The lack of women at the executive level (and at the C-suite level in general) represents a larger gap in the pipeline: the gap in the first offer. Men are upgraded at a rate of 21 percent higher than women of the first promotion. Pipeline leakage early. So why do not women talk? They do; however, research shows that women punish him. It's not so easy to "just talk."
Of the 279 companies that participated in the study of women in the workplace in 2018, only 38 per cent identified gender-mainstreaming targets. It will be hard to imagine that these companies do not set targets for financial performance, so it is not surprising that 20% of staff feel that their company's commitment to gender equality is just an oral service.
The focus on wages, though important, is not enough. Based on the findings of Pipeline, the pay is a symptom rather than a disease. Payment is the quantitative representation of the value you put on your talent after initial value decisions such as performance and promotion.
Related: Men: Be the hero
Talk about sexual diversity in the workplace
If we want to have an explicit discussion on gender equality, let's begin by the fact that if you have only one woman in your pool, you will have no chance of getting the job.
Given our current situation, and that men hold the majority of leadership positions – 95 percent of Fortune 500 executives and 62 percent of managers – we have to talk to both men and seek to understand the different experiences women in the workforce.
Let's start with the commitment: the pledge. This is the first step. The second is living a pledge: putting commitment into action.
Let's go beyond simple representation numbers to understand deeper job statistics. This information will tell us how we can truly pledge our commitment. For example, on December 7th, the following is an initial list of executives to discuss (or ask employees):
- Who is really in line for the CEO's roles?
- How do women drop out of this pipeline (which may be why they talk only 8% of the time on corporate profit calls)?
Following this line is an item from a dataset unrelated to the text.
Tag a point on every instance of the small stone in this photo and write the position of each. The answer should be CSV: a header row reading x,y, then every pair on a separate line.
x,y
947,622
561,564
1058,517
- How can a woman employ a strategy of amplifying each other if she is the only woman in the room (which is likely to be the top of the escalator ladder)?
- When women break the glass ceiling, why are they often pushed to the glass shelf?
- Why do women face punishment when they become mothers, regardless of the fact that women are the breadwinners in 40 per cent of families with children (and the most productive employees throughout their careers)?
Related: How to address gender inequality in employment
Let us also ensure that questions are not only based on the experience of women in the workplace; gender equality is not synonymous with women's rights. We must include men and talk about how gender inequality affects their lives throughout their lives. The internal dialogue of gender norms begins at an early age and limits the future paths that men may choose for themselves, from following unconventional roles as parents living at home to identity coverage at work.
The detection and discussion of bias against women is a critical step in the move towards gender equality. Talks should be held on Dec. 7 on how diversity is not Everyone Again, to emerge as your own self-image to reduce the economic footprint of your company.
Gender equality is an opportunity for all.
The data suggest that turning talking into concrete action is not only the right thing to do, but the smart thing to do. Of Pipeline research across more than 4,000 companies in 29 countries, we found that for every 10 per cent increase in gender equality, there was a 1-2 per cent increase in revenue.
So, on December 7th, let's have a frank and honest discussion about diversity in the workplace, and how it does not hinder everyone. Then, let us commit ourselves to work and transparency in the pursuit of equality for all.
(By Katika Roy Roy is CEO and founder of the Denver-based Pipeline).